Obviously, IELTS does not supply a list of lexis that is useful in IELTS General Training Reading Part 2, but here is a short list to get you started. These words have all been taken from previous tests in the Cambridge IELTS books, and Nick and I discuss their meaning in the podcast:

  • Types of Pay:  Income, salary, wage, pay
  • Types of Job: Permanent, part-time, short-term contract, long-term, self-employed, retired / remote working / over-time
  • Ways to leave a job: to be fired, to be sacked, to be made redundant, to be laid off, to resign, to retire
  • Types of leave: annual  leave, carer’s leave, maternity leave, paternity leave, sick leave, long-service leave
  • Types of dress: formal, smart, casual, semi-formal, a uniform, protective clothing, a helmet, high visibility jacket

You will also find that there are a lot of technical of legal words tested in IELTS General Training Reading Part 2. Sadly, if you do not know the meaning of these words, you may not be able to answer the questions. It is harder to make a list of these as there are so many possibilities.

Therefore, I would encourage you to start highlighting the words that you do not know in the passages in Part 2, and writing them in your vocabulary book. Here are some to get you started:

  • to be exempt: Those over 65 are exempt from the policy.
  • to make a claim: You can claim for maternity leave using form C86.
  • proof: You will need proof of address to apply for an account.
  • staff retention: Staff retention is important in our company, which is why turnover is so low.
  • consent: Your company needs your ask for your consent to film you in the workplace.
  • confined space: You will need to be able work in a confined space.

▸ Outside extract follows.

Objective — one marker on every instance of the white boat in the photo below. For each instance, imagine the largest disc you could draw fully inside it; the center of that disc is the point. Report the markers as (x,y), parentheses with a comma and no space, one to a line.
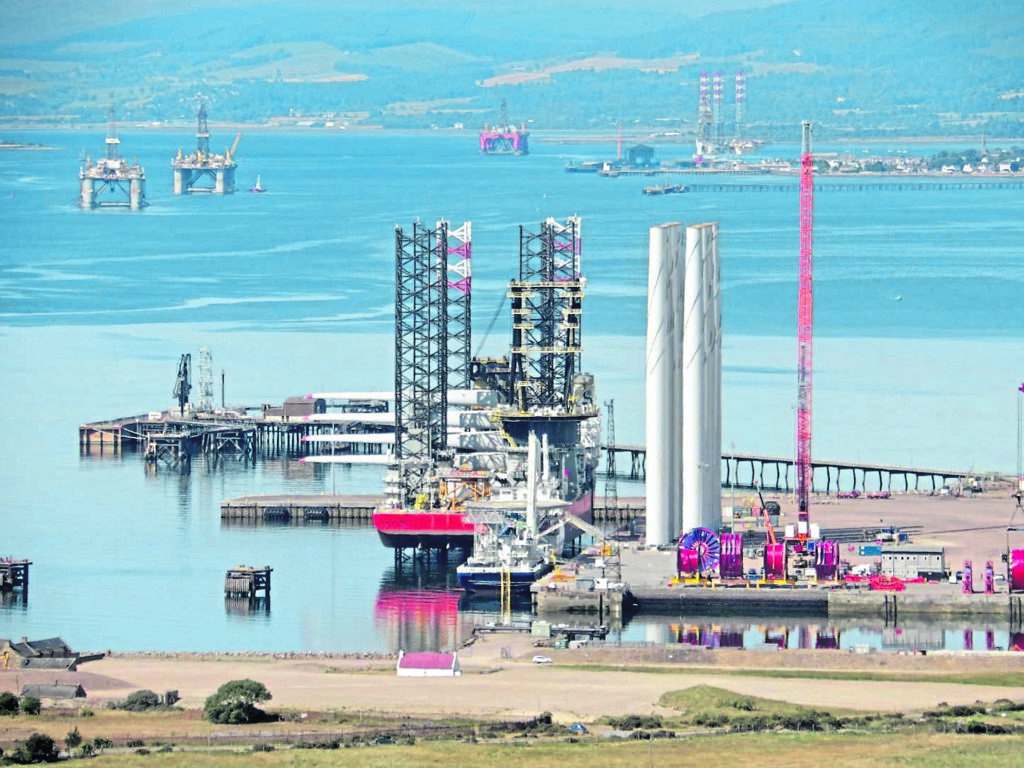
(516,532)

IELTS General Training Reading Part 2: Question Types

Most questions in IELTS General Training Reading Part 2 tend to be either completion (table, note, process, sentence) or short-answer. In today’s lesson, we will focus on two types of completion: table and sentence. In the lesson, we will discuss the best practice for approach these questions in great detail, but here is a simple overview:

  1. Questions will follow the order of the text
  2. Check how many words you can use – remember that if you can two words, that does NOT mean that every answer will be two words, but ONE question will definitely be.
  3. Look for synonyms of the words in the questions in the passage. Once you find them, you are close to the answer
  4. Make sure that the words you choose as the answer complete the sentence correctly i.e., your sentence should be grammatically correct
  5. NEVER change a word that you choose from the text – if your word does not fit the sentence, it is not the correct answer
  6. Make sure that any words that you choose do not repeat words that are already in the sentence – be particularly carefully not to choose words that are synonyms of words in the sentence
  7. If you have a table, use the headings / cells in the tables to help you follow the text. You may find that you do not need to read the whole passage.